炭水化物は朝だけにして昼と夜はタンパク質を摂ること。
などなど。
BMI はご存知の方も多いでしょうが、体重÷(身長×身長)で表され、日本では 18.5以上25未満が正常の範囲とされています。
身長は cm 単位でなく m 単位で使用します。
体重 50kg、身長 160cm の人ですと 19.53 になり、普通の範囲です。
なお適正体重は 56.32kg らしいです。
帰宅してすぐ測ることにしています。
ずっと正常の範囲を維持していますが、増減はあります。
正直なところもう少し減らしたいところではあります。
明日は病院で検査があるので朝の更新はお休みします。
新装版:「赤毛のアン」 [本]
先日千葉市美術館に行った時に出会いました。
「赤毛のアン」と言えば女子はほとんどが読む本であるようです。
今はいろいろな訳が出ているようですが、今でも村岡花子さんの訳が一定の位置を占めているようです。
この厚い本は挿絵が安野光雅さんで訳は岸田衿子さん。
どなたかと思ったら岸田今日子さんのお姉さんなのだそうです。
どこかで聞いたことがあるお名前だなと思ったら思い出しました。
谷川俊太郎さんの最初の奥さんでもあります。
ひらがなが多く、漢字には全てルビがふられていますのでお子さんでも読めますが、厚いので小さなお子さんは無理かもしれませんね。
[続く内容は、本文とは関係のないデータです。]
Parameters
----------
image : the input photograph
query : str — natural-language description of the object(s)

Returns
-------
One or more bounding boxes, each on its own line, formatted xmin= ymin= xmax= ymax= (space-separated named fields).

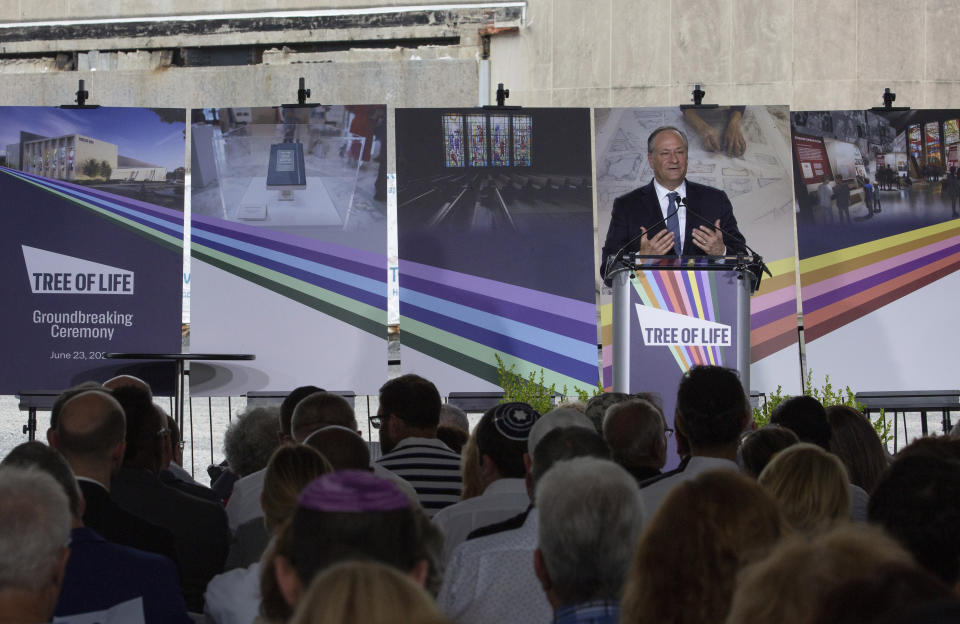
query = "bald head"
xmin=603 ymin=399 xmax=667 ymax=469
xmin=103 ymin=375 xmax=153 ymax=396
xmin=303 ymin=425 xmax=370 ymax=470
xmin=56 ymin=390 xmax=126 ymax=459
xmin=290 ymin=392 xmax=357 ymax=442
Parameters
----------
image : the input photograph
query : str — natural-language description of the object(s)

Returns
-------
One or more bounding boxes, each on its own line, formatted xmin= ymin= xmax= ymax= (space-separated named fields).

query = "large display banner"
xmin=791 ymin=110 xmax=960 ymax=391
xmin=396 ymin=109 xmax=598 ymax=393
xmin=594 ymin=106 xmax=800 ymax=392
xmin=190 ymin=105 xmax=387 ymax=396
xmin=0 ymin=107 xmax=186 ymax=394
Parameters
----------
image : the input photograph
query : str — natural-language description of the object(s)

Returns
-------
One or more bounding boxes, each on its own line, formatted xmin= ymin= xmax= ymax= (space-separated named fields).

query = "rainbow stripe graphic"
xmin=190 ymin=216 xmax=387 ymax=338
xmin=800 ymin=219 xmax=960 ymax=340
xmin=399 ymin=260 xmax=598 ymax=392
xmin=0 ymin=167 xmax=183 ymax=250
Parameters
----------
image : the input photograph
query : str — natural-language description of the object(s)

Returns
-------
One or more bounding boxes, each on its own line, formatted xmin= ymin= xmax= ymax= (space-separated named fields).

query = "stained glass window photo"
xmin=443 ymin=115 xmax=465 ymax=167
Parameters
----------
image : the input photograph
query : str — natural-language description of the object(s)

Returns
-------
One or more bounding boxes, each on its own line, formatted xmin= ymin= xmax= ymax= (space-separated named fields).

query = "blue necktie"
xmin=667 ymin=191 xmax=683 ymax=256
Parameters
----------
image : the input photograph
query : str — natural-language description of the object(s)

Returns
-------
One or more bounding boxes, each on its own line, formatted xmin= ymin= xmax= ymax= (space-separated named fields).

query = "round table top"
xmin=104 ymin=353 xmax=257 ymax=361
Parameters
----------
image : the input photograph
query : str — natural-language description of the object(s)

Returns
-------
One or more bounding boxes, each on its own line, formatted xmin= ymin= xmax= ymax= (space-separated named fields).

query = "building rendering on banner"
xmin=7 ymin=132 xmax=167 ymax=182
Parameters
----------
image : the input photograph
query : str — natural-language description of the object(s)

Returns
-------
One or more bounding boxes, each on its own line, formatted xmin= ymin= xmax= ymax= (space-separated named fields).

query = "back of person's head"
xmin=380 ymin=374 xmax=441 ymax=429
xmin=113 ymin=386 xmax=166 ymax=467
xmin=260 ymin=444 xmax=333 ymax=533
xmin=476 ymin=403 xmax=540 ymax=479
xmin=727 ymin=523 xmax=914 ymax=624
xmin=674 ymin=366 xmax=750 ymax=454
xmin=223 ymin=406 xmax=280 ymax=477
xmin=737 ymin=424 xmax=800 ymax=479
xmin=437 ymin=422 xmax=470 ymax=455
xmin=0 ymin=466 xmax=71 ymax=596
xmin=867 ymin=454 xmax=960 ymax=586
xmin=770 ymin=395 xmax=830 ymax=451
xmin=758 ymin=442 xmax=850 ymax=531
xmin=584 ymin=392 xmax=630 ymax=435
xmin=811 ymin=563 xmax=957 ymax=624
xmin=290 ymin=392 xmax=357 ymax=442
xmin=280 ymin=386 xmax=324 ymax=439
xmin=621 ymin=470 xmax=786 ymax=624
xmin=440 ymin=403 xmax=470 ymax=433
xmin=289 ymin=470 xmax=420 ymax=587
xmin=303 ymin=425 xmax=370 ymax=470
xmin=0 ymin=442 xmax=83 ymax=519
xmin=56 ymin=390 xmax=127 ymax=460
xmin=603 ymin=399 xmax=667 ymax=468
xmin=527 ymin=407 xmax=597 ymax=458
xmin=291 ymin=561 xmax=448 ymax=624
xmin=535 ymin=457 xmax=643 ymax=605
xmin=530 ymin=425 xmax=610 ymax=488
xmin=48 ymin=381 xmax=103 ymax=435
xmin=827 ymin=405 xmax=888 ymax=493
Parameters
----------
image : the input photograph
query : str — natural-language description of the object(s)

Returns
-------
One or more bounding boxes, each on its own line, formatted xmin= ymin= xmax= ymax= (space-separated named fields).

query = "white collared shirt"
xmin=653 ymin=178 xmax=687 ymax=254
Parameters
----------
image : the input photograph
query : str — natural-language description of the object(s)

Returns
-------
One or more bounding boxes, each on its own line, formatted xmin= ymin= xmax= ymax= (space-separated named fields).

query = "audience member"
xmin=291 ymin=561 xmax=449 ymax=624
xmin=52 ymin=388 xmax=179 ymax=564
xmin=758 ymin=442 xmax=850 ymax=533
xmin=534 ymin=457 xmax=644 ymax=624
xmin=111 ymin=387 xmax=230 ymax=613
xmin=437 ymin=408 xmax=610 ymax=624
xmin=727 ymin=524 xmax=915 ymax=624
xmin=601 ymin=400 xmax=667 ymax=483
xmin=0 ymin=466 xmax=70 ymax=624
xmin=811 ymin=564 xmax=960 ymax=624
xmin=433 ymin=403 xmax=540 ymax=558
xmin=867 ymin=450 xmax=960 ymax=587
xmin=372 ymin=375 xmax=462 ymax=517
xmin=583 ymin=392 xmax=630 ymax=435
xmin=204 ymin=445 xmax=332 ymax=624
xmin=261 ymin=470 xmax=429 ymax=619
xmin=641 ymin=366 xmax=753 ymax=517
xmin=227 ymin=386 xmax=323 ymax=531
xmin=622 ymin=470 xmax=786 ymax=624
xmin=440 ymin=403 xmax=470 ymax=433
xmin=437 ymin=423 xmax=470 ymax=454
xmin=826 ymin=405 xmax=890 ymax=494
xmin=737 ymin=424 xmax=800 ymax=479
xmin=0 ymin=442 xmax=193 ymax=624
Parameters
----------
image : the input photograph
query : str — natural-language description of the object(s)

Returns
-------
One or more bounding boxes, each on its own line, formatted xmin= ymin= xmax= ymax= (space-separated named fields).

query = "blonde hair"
xmin=291 ymin=561 xmax=449 ymax=624
xmin=260 ymin=444 xmax=333 ymax=533
xmin=758 ymin=442 xmax=850 ymax=532
xmin=726 ymin=523 xmax=916 ymax=624
xmin=620 ymin=470 xmax=786 ymax=624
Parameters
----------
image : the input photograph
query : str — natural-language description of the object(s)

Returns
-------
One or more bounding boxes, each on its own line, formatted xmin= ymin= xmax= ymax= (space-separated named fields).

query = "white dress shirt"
xmin=433 ymin=479 xmax=530 ymax=561
xmin=437 ymin=509 xmax=553 ymax=624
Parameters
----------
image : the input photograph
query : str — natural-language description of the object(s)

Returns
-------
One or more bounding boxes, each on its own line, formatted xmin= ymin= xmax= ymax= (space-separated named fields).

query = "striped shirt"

この本の隣に谷川俊太郎さん訳安野光雅さん挿絵の「あしながおじさん」もありました。
どちらも若い頃には出会わなかった作品ですが、これを気に読んでみようと思います。
なお、先日から NHK でもドラマが始まりました。
第一回を視たばかりです。
『革命前夜』 [本]
今日読み終わったばかりですが、この著者のものは初めてでした。
タイトルだけを見ると普段は手が伸びないジャンルなのですが、主人公は東ドイツの音楽大学に留学する学生です。
音楽をうまく文章にしていますが、『蜜蜂と遠雷』より現実味があります。
主人公はピアニストですが、リヒテルの弾く『平均律』が原体験にあります。
ゲヴァントハウス管弦楽団とメンデルスゾーン、バッハの『マタイ受難曲』を始め数々の曲が登場しますが、曲名は正確です。
主な登場人物はピアノ科とヴァイオリン科の学生ですが、オルガニスト、チェリストも登場します。
演奏したことのある曲ではラフマニノフの「ヴォカリーズ」が登場します。
ハンガリー出身のヴァイオリンの学生は天才的な演奏をすると描かれていますが、実在のヴァイオリニスト(ハンガリー出身)と同じラカトシュという名前を与えられています。
学生ではありませんがオルガニストも主人公に大いに影響を与える美貌の演奏家として描かれています。
『蜜蜂と遠雷』では音楽の描写は実に巧みでしたが、会場の聴衆全員が同じ情景をイメージするなど現実離れとも思えるシーンがありましたが、こちらではもう少し説得力があります。
そもそもチャイコフスキーの『大序曲1812年』のように特定の場面を音によって描いたものでなければ何百人もの人が同じイメージを描くということはあり得ないと思います。
余談ですがあの曲ではフランス軍を「ラ・マルセイエーズ」の旋律で表していますが、ナポレオンの時代にはこの歌は国歌ではありませんでした。
ベルリンの壁崩壊で物語は終わりますが、帯にもあるように当時の東ドイツがどういう国家であったか、まるで映画かドラマを観るかのように描かれています。
それだけでなく東の人々の西への憧れ、実際に西に亡命した人の現実がどうであったかも描かれます。
作中に登場する、登場人物(故人)の作品の一つがヴァイオリン・ソナタなのですが、ヴァイオリンのカデンツァで始まるとしています。
そういう曲は聴いたことがないのですが、作者は楽器を演奏するわけではないようですがそれにしては描写が的確です。
主人公が飛行機に乗っている時に昭和が終わります。
監視とか密告などは今の時代に生きる私たちには実感がありませんが、戦時中は日本もそれほどではないにしろ特攻という組織が睨みを利かせていたのでしたね。